Taylor   Terrassa (Polonia)
Su valoración: Muy buena 14 de Febrero de 2008
Un espectro cabalga en su montura de hierro. Ha vuelto a la ciudad. Alimenta la eterna metáfora adolescente. La voz, queda; el gesto, contenido.

The motorcycle boy reigns... again.

La ciudad no es la misma. El chico de la moto, tampoco. La puta heroína está acabando con todo. El asfalto sigue mojado; las calles, tristes. La niebla, el humo, el polvo nos envuelve. La afilada silueta del skyline parece desvanecerse. El orden, la simetría, se difuminan en la noche ambigua. Putas, luces de neón, mesas de billar. Un trago. Y un polvo... ¿por qué no?.
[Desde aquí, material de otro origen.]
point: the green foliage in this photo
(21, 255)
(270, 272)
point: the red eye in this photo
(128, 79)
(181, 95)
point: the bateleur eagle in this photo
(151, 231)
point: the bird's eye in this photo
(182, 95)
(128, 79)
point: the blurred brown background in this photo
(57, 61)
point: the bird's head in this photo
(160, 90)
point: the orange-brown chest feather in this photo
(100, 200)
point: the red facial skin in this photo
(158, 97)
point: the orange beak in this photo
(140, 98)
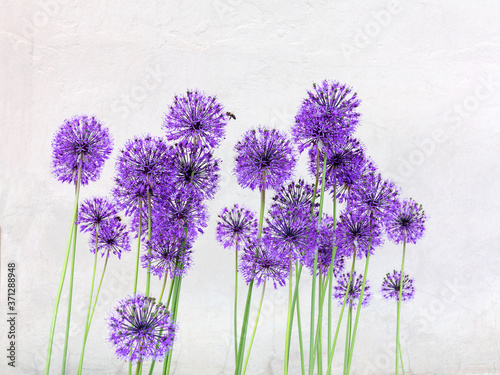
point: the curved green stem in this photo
(255, 327)
(63, 275)
(398, 344)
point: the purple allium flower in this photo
(392, 283)
(195, 168)
(80, 142)
(112, 237)
(375, 197)
(237, 227)
(141, 329)
(327, 116)
(196, 117)
(144, 165)
(407, 222)
(289, 230)
(357, 234)
(344, 165)
(94, 212)
(296, 196)
(261, 262)
(265, 159)
(168, 256)
(354, 292)
(177, 213)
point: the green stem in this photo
(148, 276)
(138, 249)
(63, 275)
(255, 327)
(80, 365)
(398, 344)
(358, 310)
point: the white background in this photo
(429, 79)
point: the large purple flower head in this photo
(236, 227)
(392, 284)
(112, 237)
(323, 243)
(265, 159)
(196, 117)
(353, 292)
(327, 116)
(141, 329)
(357, 235)
(344, 165)
(167, 256)
(375, 197)
(261, 262)
(94, 212)
(296, 196)
(80, 143)
(195, 169)
(143, 166)
(290, 230)
(407, 222)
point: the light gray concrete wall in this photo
(428, 74)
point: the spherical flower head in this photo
(236, 227)
(357, 235)
(94, 212)
(167, 256)
(344, 165)
(392, 284)
(375, 197)
(196, 117)
(195, 168)
(296, 196)
(265, 159)
(81, 143)
(407, 222)
(141, 329)
(112, 237)
(327, 116)
(353, 292)
(261, 262)
(143, 166)
(290, 230)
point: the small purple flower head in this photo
(356, 234)
(407, 222)
(236, 227)
(94, 212)
(196, 117)
(168, 256)
(195, 169)
(81, 142)
(375, 197)
(141, 329)
(265, 159)
(327, 116)
(392, 284)
(261, 262)
(354, 291)
(344, 165)
(144, 165)
(112, 237)
(296, 196)
(290, 230)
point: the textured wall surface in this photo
(428, 75)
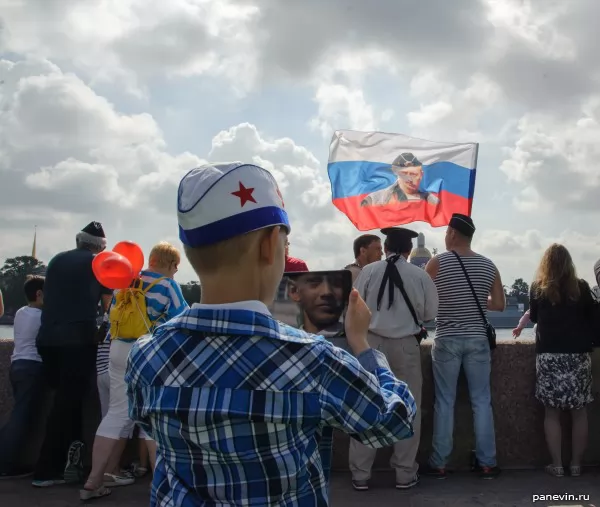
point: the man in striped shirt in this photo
(242, 406)
(461, 340)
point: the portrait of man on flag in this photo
(409, 171)
(380, 179)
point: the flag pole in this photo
(33, 249)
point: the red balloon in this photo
(113, 271)
(98, 260)
(133, 253)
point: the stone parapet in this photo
(518, 416)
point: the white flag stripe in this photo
(354, 146)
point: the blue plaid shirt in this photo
(243, 407)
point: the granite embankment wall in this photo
(518, 416)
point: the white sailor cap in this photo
(216, 202)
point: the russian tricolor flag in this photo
(382, 180)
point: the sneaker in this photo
(74, 468)
(407, 485)
(489, 472)
(138, 469)
(47, 484)
(438, 473)
(17, 473)
(360, 485)
(114, 481)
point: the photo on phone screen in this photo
(313, 300)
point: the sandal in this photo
(91, 494)
(556, 471)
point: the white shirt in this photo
(397, 322)
(26, 326)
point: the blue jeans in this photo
(28, 388)
(448, 354)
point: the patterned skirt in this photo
(564, 381)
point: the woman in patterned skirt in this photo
(562, 306)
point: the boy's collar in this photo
(253, 306)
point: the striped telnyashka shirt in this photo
(457, 313)
(163, 301)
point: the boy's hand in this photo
(358, 318)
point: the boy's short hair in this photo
(163, 255)
(32, 284)
(225, 254)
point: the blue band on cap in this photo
(235, 225)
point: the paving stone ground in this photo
(511, 489)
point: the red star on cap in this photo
(245, 194)
(280, 197)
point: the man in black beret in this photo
(401, 296)
(462, 340)
(66, 343)
(409, 171)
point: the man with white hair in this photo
(67, 344)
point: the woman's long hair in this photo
(556, 279)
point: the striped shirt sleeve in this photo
(177, 302)
(361, 397)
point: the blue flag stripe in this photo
(352, 178)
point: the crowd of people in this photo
(229, 405)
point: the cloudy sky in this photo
(105, 104)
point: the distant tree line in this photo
(16, 269)
(520, 291)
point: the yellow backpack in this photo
(128, 316)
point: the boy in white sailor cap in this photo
(242, 407)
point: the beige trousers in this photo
(404, 357)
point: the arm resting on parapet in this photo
(432, 267)
(533, 303)
(361, 397)
(497, 298)
(525, 319)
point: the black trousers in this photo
(69, 371)
(27, 385)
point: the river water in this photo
(502, 334)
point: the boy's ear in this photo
(269, 245)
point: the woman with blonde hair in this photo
(163, 300)
(562, 306)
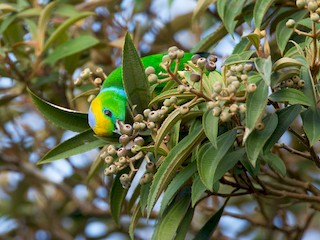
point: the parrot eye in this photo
(107, 112)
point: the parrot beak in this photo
(118, 127)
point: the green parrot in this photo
(109, 105)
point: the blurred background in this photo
(54, 201)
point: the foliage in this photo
(199, 140)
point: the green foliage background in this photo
(43, 48)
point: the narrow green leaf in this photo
(134, 78)
(71, 47)
(228, 14)
(136, 215)
(256, 103)
(80, 143)
(291, 96)
(254, 39)
(285, 117)
(211, 125)
(197, 190)
(209, 160)
(169, 122)
(311, 120)
(226, 163)
(308, 88)
(201, 7)
(206, 43)
(62, 117)
(172, 162)
(207, 230)
(286, 62)
(184, 226)
(176, 183)
(276, 163)
(238, 58)
(284, 33)
(95, 167)
(43, 23)
(63, 27)
(260, 9)
(171, 221)
(258, 138)
(144, 193)
(117, 197)
(264, 67)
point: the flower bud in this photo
(127, 129)
(251, 87)
(201, 62)
(300, 3)
(122, 152)
(184, 109)
(217, 87)
(210, 66)
(312, 6)
(152, 78)
(138, 141)
(108, 160)
(195, 77)
(195, 58)
(124, 139)
(153, 116)
(111, 150)
(138, 118)
(146, 112)
(149, 70)
(290, 23)
(150, 167)
(314, 17)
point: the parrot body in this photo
(110, 104)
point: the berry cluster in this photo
(294, 82)
(128, 154)
(225, 102)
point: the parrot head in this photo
(105, 110)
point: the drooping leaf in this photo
(258, 138)
(80, 143)
(228, 14)
(197, 189)
(209, 160)
(117, 197)
(291, 96)
(62, 117)
(169, 166)
(43, 23)
(209, 41)
(71, 47)
(176, 183)
(184, 226)
(210, 125)
(284, 33)
(285, 117)
(207, 230)
(276, 163)
(134, 79)
(201, 7)
(311, 120)
(171, 221)
(308, 88)
(260, 9)
(256, 102)
(264, 67)
(286, 62)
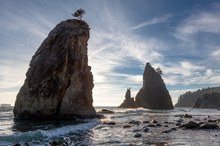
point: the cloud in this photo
(199, 22)
(152, 21)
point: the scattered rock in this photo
(109, 123)
(158, 125)
(154, 121)
(145, 129)
(128, 102)
(151, 125)
(17, 144)
(187, 116)
(106, 111)
(209, 126)
(136, 130)
(190, 125)
(127, 126)
(134, 122)
(153, 94)
(146, 122)
(137, 135)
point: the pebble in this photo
(134, 122)
(127, 126)
(137, 135)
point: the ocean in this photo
(124, 127)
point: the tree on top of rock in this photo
(159, 71)
(79, 13)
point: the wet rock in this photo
(154, 121)
(146, 122)
(151, 125)
(158, 125)
(168, 131)
(129, 101)
(187, 116)
(145, 129)
(17, 144)
(109, 123)
(209, 126)
(134, 122)
(190, 125)
(127, 126)
(136, 130)
(153, 94)
(59, 81)
(137, 135)
(106, 111)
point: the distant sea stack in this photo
(211, 100)
(129, 101)
(153, 94)
(59, 81)
(189, 98)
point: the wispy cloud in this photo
(152, 21)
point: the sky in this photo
(180, 37)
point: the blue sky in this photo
(180, 37)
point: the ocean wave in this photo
(52, 133)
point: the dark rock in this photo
(59, 82)
(17, 144)
(136, 130)
(208, 100)
(128, 102)
(158, 125)
(187, 116)
(189, 98)
(109, 123)
(137, 135)
(145, 129)
(154, 121)
(151, 125)
(134, 122)
(168, 131)
(106, 111)
(153, 94)
(127, 126)
(146, 122)
(190, 125)
(209, 126)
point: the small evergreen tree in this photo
(79, 13)
(159, 71)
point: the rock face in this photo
(128, 102)
(211, 100)
(189, 98)
(59, 81)
(153, 94)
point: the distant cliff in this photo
(208, 100)
(59, 81)
(153, 94)
(189, 98)
(129, 101)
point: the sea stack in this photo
(129, 101)
(153, 94)
(59, 82)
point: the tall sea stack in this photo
(59, 81)
(153, 94)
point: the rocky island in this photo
(59, 81)
(192, 99)
(153, 94)
(129, 101)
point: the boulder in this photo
(153, 94)
(129, 101)
(208, 100)
(59, 81)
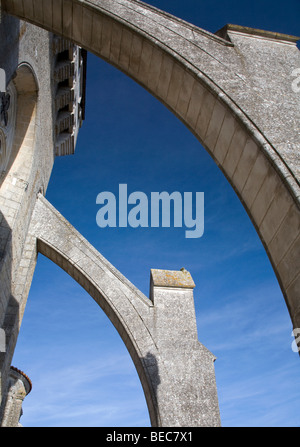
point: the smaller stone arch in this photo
(160, 333)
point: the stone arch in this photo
(23, 90)
(201, 78)
(175, 369)
(14, 182)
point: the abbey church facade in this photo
(42, 109)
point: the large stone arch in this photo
(220, 87)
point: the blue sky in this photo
(81, 372)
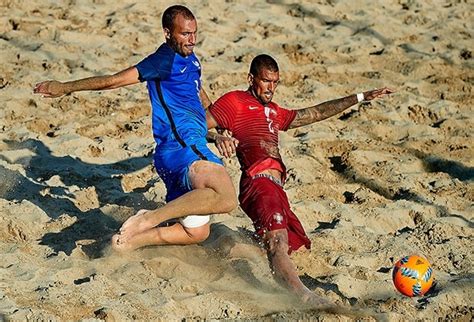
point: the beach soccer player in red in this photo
(255, 121)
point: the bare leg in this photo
(173, 235)
(277, 243)
(213, 193)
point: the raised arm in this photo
(327, 109)
(205, 100)
(54, 88)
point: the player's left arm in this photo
(327, 109)
(226, 145)
(205, 100)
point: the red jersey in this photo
(256, 127)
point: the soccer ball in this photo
(412, 275)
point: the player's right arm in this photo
(54, 88)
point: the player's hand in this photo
(50, 89)
(376, 93)
(226, 145)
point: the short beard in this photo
(174, 45)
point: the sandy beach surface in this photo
(382, 180)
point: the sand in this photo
(380, 181)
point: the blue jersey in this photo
(174, 83)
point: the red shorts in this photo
(266, 203)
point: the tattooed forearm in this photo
(322, 111)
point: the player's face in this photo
(183, 36)
(264, 84)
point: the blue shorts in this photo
(172, 165)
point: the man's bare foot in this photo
(135, 225)
(133, 242)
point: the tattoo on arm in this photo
(322, 111)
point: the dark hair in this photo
(263, 61)
(171, 12)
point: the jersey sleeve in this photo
(224, 111)
(286, 117)
(157, 65)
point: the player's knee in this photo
(198, 234)
(229, 204)
(277, 241)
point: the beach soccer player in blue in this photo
(197, 183)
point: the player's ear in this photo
(167, 33)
Pececitos de combate, turbulencias oníricas, vapores alcohólicos. Revelan una propuesta personal. La de Francis Ford Coppola y su plenitud creativa. Sus planos, su atmósfera, sus pesadillas. La ausencia de color, esa realidad gris, esa mirada daltónica que esculpe la tristeza, que trasluce lealtad. Lazos de sangre. Sangre empapada en una camiseta ceñida, icónica. La de Rusty James. El sucesor al trono.

“Tu hermano no pertenece a este mundo”, “nació en la orilla equivocada” dice papá, un viejo filósofo. Como todos los borrachos. Los que leen.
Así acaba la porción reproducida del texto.